# Kingston HyperX Cloud II USB problems

## downey

I can't seem to get my Headset to be detected on boot of system.  If I unplug and then plug it back into the same USB 2.0 port it will detect correctly and everything works.  I am trying to figure out what could be the cause of the issue but so far I haven't found anything through Google.

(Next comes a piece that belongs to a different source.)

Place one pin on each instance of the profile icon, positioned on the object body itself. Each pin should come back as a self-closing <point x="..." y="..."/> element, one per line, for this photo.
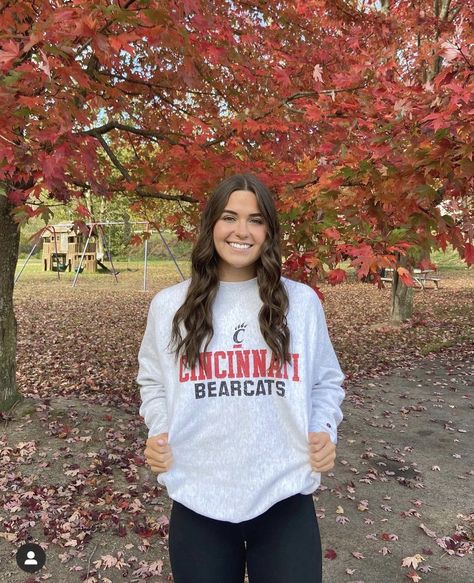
<point x="30" y="557"/>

I currently have a Gigabyte Z170XP-SLI Motherboard and an I7-6700K CPU.  I'm connecting to my front USB 2.0 ports and here is the initial messages for the head set in dmesg:

```

[    0.990101] usb 1-8: New USB device found, idVendor=0951, idProduct=16a4

[    0.990343] usb 1-8: New USB device strings: Mfr=1, Product=2, SerialNumber=3

[    0.990543] usb 1-8: Product: HyperX 7.1 Audio

[    0.990735] usb 1-8: Manufacturer: Kingston

[    0.990940] usb 1-8: SerialNumber: 00000000

[    1.112819] usbhid 1-8:1.3: can't add hid device: -71

[    1.113033] usbhid: probe of 1-8:1.3 failed with error -71

```

I get this every so often which may be related:

```

xhci_hcd 0000:00:14.0: URB transfer length is wrong, xHC issue? req. len = 0, act. len = 4294967288

```

Otherwise I get a bunch of these messages until I unplug:

```

[10548.547612] usb 1-8: 2:1: cannot set freq 44100 to ep 0x1

[10548.549729] usb 1-8: 1:1: usb_set_interface failed (-71)

```

Once I unplug and replug it back in then I see:

```

[10729.415320] usb 1-8: USB disconnect, device number 2

[10734.097138] usb 1-8: new full-speed USB device number 4 using xhci_hcd

[10734.449285] usb 1-8: New USB device found, idVendor=0951, idProduct=16a4

[10734.449286] usb 1-8: New USB device strings: Mfr=1, Product=2, SerialNumber=3

[10734.449287] usb 1-8: Product: HyperX 7.1 Audio

[10734.449288] usb 1-8: Manufacturer: Kingston

[10734.449289] usb 1-8: SerialNumber: 00000000

[10734.601220] input: Kingston HyperX 7.1 Audio as /devices/pci0000:00/0000:00:14.0/usb1/1-8/1-8:1.3/0003:0951:16A4.0003/input/input18

[10734.652604] hid-generic 0003:0951:16A4.0003: input,hiddev0,hidraw2: USB HID v1.11 Device [Kingston HyperX 7.1 Audio] on usb-0000:00:14.0-8/input3

```

And everything is good.

I'm using latest stable gentoo-sources 4.4.39 x86_64 with mainly only the sound parts built as modules.  I checked lsmod before and after the unplug/plug step and they are the same.  The head set has a sound controller in the USB system and I expect there is an issue in the HID support but I don't know where to look.  Also googling there appears to be other people with basically the same problem on Arch Linux with latest kernels but no one has a solution yet.

----------

## theotherjoe

downey, you mentioned that you are putting the headset into an USB 2.0 port.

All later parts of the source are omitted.